Meghan Hunter: It can be confusing, and it can be hostile, and just often just inadequate. So I got to work on a lot of the research. If we were to do something in healthcare, what might be possible? What could this look like? As far as a free clinic serving people who are formally incarcerated, there really wasn’t anything like that in the state. And so I think EJI really realized the need.
Mary Ellen Luck: I really wanted to be on the ground working with people every day. Just the opportunity to work at an organization with all of that background that was launching an initiative in the field that I really cared about, I basically was like, “I’m in.”
Meghan Hunter: All of our services at the clinic are totally free for our patients. We do offer transportation to and from.
Mary Ellen Luck: Try and just minimize all barriers to access. Even the forms that we have patients fill out, very short, really basic information. If someone can’t get their medication, we go and deliver it to them.
Meghan Hunter: Lab results that would ordinarily take a week, two weeks, we’re able to get those results back to our patients in 15, 20 minutes.
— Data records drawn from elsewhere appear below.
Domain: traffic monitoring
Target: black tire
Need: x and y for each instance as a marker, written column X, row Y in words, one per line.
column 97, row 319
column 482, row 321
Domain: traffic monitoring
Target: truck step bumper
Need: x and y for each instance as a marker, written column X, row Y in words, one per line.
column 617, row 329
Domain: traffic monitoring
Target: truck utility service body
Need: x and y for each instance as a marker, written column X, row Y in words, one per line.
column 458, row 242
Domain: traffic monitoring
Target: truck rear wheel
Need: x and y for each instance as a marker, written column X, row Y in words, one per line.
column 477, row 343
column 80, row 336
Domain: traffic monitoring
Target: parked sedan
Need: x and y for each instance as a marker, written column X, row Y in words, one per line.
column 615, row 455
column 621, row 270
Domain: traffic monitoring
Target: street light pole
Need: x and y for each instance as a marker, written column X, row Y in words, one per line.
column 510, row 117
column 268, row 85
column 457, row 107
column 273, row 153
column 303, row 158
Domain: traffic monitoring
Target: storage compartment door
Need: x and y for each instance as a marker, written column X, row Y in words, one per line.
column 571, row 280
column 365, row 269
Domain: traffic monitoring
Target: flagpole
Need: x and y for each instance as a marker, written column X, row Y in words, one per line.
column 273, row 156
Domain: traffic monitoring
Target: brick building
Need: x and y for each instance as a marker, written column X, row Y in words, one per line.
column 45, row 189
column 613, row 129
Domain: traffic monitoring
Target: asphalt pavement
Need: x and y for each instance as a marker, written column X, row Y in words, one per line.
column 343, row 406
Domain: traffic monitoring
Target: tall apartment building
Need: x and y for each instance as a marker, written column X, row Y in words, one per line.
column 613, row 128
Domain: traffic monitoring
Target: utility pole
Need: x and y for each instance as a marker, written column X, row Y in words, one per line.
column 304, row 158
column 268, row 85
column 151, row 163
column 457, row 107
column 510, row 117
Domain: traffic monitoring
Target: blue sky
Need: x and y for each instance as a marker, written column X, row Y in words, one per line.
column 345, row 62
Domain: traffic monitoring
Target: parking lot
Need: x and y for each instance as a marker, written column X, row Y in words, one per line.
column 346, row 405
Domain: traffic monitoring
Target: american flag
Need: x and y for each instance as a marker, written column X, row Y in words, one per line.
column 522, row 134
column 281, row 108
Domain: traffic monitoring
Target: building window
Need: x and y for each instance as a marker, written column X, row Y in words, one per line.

Mary Ellen Luck: And in addition to our physical site here in Montgomery, we have a mobile clinic that we take around the state bringing care to where people are instead of having people needing to come to us. Part of what we’re trying to do is rebuild trust in healthcare. It’s really cool to see the arc of a visit because most people come in and they’re understandably nervous, and then our nurse takes them back and they see our doctors. And so many patients have said things like, “Oh, I’ve never had a doctor listen to me like that before, shake my hand, and look me in the eye.” And so by the time they leave, they’re usually laughing and joking. I hope we’re showing that it is possible to provide high quality, warm, high touch care, and lower the barrier to entry for healthcare for groups that historically have not had that type of access.
Meghan Hunter: I think health is essential for us being able to access all of our other basic human rights. We’ve created a space where people come and they feel dignified, and they also feel encouraged and empowered by what’s happening in their own health versus overwhelmed. It’s a privilege for us, for our patients to trust us with their care, and so that continues to fuel why I do what I do. My name is Meghan Hunter.
Mary Ellen Luck: My name is Mary-Ellen Luck.
Meghan Hunter: And I am a health manager.
Mary Ellen Luck: And I am a health manager at EJI Health.